Is U.S. economic slowdown for real? Maybe not
By Barbara Hagenbaugh
WASHINGTON, June 23 (Reuters) - Investors are hailing signs of a U.S. economic slowdown, hoping the Federal Reserve's interest-rate rises may be over. They could well be wrong.
Economists warn that growth may roar back strongly in coming months following a pattern of the last two years.
In both 1999 and 1998, growth also slowed in the spring, only to pick back up in the summer. And some economists say the same may happen again this year.
``There is that pattern and it has not gone unnoticed,'' FleetBoston Financial chief economist Wayne Ayers said. ``That's one of the worries among a lot of economists.''
But Ayers and other economists said that although they expect growth will pick up in the third quarter, they are not convinced there will be as big of a jump as in previous years.
What is different is the Fed has raised interest rates six times -- a full 1.75 percent -- over the past year and those moves are sure to be felt throughout the economy.

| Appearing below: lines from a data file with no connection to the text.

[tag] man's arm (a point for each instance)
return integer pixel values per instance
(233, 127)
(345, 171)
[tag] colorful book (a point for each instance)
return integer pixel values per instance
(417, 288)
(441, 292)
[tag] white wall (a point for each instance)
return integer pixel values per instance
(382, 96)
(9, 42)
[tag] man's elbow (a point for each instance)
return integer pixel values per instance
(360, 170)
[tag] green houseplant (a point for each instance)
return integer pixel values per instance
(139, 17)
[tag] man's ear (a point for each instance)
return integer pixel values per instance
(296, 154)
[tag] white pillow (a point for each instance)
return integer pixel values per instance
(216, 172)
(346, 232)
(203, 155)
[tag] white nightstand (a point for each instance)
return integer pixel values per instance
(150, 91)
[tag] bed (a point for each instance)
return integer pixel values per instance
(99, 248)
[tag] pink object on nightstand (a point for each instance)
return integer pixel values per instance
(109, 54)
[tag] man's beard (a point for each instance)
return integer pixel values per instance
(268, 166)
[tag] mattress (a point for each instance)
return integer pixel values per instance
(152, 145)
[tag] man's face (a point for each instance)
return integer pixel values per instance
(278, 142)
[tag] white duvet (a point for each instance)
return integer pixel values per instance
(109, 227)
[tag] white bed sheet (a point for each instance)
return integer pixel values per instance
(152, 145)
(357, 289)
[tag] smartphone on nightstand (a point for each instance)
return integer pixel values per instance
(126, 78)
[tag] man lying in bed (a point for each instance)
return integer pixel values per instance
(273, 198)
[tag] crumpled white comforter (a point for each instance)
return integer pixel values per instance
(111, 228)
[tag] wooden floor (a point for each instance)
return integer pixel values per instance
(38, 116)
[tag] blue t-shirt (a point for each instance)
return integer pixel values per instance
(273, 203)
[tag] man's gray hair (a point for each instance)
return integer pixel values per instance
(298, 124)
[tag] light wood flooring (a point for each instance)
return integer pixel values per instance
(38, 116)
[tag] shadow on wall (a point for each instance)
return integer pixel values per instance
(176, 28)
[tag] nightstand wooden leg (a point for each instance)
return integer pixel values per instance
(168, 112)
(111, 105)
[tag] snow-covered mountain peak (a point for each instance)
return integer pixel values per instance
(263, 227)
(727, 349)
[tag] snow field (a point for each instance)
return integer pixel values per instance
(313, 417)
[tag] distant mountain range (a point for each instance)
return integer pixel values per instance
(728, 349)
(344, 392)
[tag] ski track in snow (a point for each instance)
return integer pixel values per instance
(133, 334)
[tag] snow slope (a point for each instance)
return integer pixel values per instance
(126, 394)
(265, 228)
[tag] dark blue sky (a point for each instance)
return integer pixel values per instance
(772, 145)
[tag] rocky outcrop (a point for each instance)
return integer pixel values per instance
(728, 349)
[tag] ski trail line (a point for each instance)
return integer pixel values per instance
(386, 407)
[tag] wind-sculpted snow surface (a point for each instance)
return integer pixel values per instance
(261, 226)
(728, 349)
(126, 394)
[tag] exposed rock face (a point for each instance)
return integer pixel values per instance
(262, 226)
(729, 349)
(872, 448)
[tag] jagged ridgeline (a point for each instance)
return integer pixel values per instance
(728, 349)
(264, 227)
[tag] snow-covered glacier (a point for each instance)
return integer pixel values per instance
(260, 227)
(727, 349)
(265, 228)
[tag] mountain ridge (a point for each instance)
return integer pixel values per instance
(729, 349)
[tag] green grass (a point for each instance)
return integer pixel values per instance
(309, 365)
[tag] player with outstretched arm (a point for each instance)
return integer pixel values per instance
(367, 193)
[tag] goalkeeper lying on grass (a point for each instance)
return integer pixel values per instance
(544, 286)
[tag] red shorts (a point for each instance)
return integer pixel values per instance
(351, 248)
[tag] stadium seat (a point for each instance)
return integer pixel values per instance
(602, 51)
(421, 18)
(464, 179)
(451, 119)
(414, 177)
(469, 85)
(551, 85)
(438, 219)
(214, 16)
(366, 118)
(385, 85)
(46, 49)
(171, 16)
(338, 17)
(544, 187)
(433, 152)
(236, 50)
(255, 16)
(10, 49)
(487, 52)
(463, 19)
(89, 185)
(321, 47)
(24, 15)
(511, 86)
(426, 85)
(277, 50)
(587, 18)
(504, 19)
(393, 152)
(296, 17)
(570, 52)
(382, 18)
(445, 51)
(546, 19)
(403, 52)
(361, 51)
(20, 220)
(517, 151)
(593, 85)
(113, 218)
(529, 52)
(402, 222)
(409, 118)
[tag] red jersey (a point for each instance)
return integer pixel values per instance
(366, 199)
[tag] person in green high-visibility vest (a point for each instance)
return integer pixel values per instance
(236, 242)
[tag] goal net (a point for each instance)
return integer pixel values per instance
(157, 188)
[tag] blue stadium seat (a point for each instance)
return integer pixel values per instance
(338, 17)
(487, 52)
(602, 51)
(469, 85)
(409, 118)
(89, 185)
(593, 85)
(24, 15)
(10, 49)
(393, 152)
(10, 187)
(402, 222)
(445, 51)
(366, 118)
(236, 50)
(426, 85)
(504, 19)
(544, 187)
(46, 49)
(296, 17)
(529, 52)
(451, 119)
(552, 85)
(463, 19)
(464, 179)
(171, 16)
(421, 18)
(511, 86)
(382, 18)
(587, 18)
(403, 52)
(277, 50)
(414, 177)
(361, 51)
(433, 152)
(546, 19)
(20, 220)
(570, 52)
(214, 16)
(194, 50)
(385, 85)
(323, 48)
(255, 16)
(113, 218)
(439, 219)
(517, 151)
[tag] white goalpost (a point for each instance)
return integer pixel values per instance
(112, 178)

Some also noted that the recent surge in oil prices will deflate spending as consumers are forced to allocate a greater share of their paychecks to gasoline to fill up their cars.
``There are some things that are probably sapping the strength of the economy,'' Don Ratajczak, a forecaster at Georgia State University, said. ``I do expect the third quarter to be slightly faster than the second,'' but not a huge boom.
The Fed's policy-making Federal Open Market Committee meets Tuesday and Wednesday amid widespread belief it will leave rates unchanged. But there is growing concern the Fed may have to lift rates in August if inflation creeps up.
One wild card will be the stock market. If stock prices rise, consumers will have more money to blow, fuelling growth.
``If we do get a (spending) pickup, the Fed will have to raise again,'' Salomon Smith Barney economist Chris Wiegand said. ``It could be August, it could be later in the year,'' he said, noting that his firm predicts the Fed will have to raise rates several times later this year.
NO SNOW, TAX RETURNS AND Y2K
In 1998, the U.S. economy grew at a 2.2 percent annual rate in the second quarter, down from a strong 6.9 percent in the first quarter. But in the third quarter, growth picked up to a 3.8 percent annual rate and reached 5.9 percent in the fourth.
Last year, U.S. economic growth cooled to a 1.9 percent annual rate in the second quarter, down nearly two percentage points from the prior quarter. But in the third quarter, growth soared to 5.7 percent and to 7.3 percent in the fourth.
In the first quarter this year, the U.S. economy grew at a 5.4 percent annual rate. Although official data for the second quarter will not come out until the end of July, it is almost certain to show the economy lost steam in the spring.
There is a raft of data backing this up, including a two-month drop in retail sales, an uptick in the unemployment rate and a decline in home sales.
Experts said many factors have led to a pattern of spring slowdowns followed by summer and fall pickups in recent years.
Most importantly, the last three winters have been unusually mild, fostering home building and buying. Without snow piling up in their driveways, consumers also have been getting out to spend money at malls and movie theatres.
By the time spring comes around, consumers have felt the need to put the brakes on buying after spending more than they anticipated during the winter.
Also in the last few years, the Internal Revenue Service has gotten refunds to taxpayers much more quickly than in the past, especially as electronic filing has become popular. Those early tax returns put money into U.S. consumers' pockets in the first quarter, giving them money to spend.
But in the second quarter, those who owe taxes are forced to pay up by April 15, giving consumers less money to spend. And those who received tax returns are more than likely to have gotten -- and spent -- their windfalls.
In yet another factor that could be causing a temporary lull, fears about the Y2K computer bug led firms and consumers to stockpile money late last year. When disaster failed to strike at the new year, people took the cash they had stashed and spent it. The money was gone by the second quarter.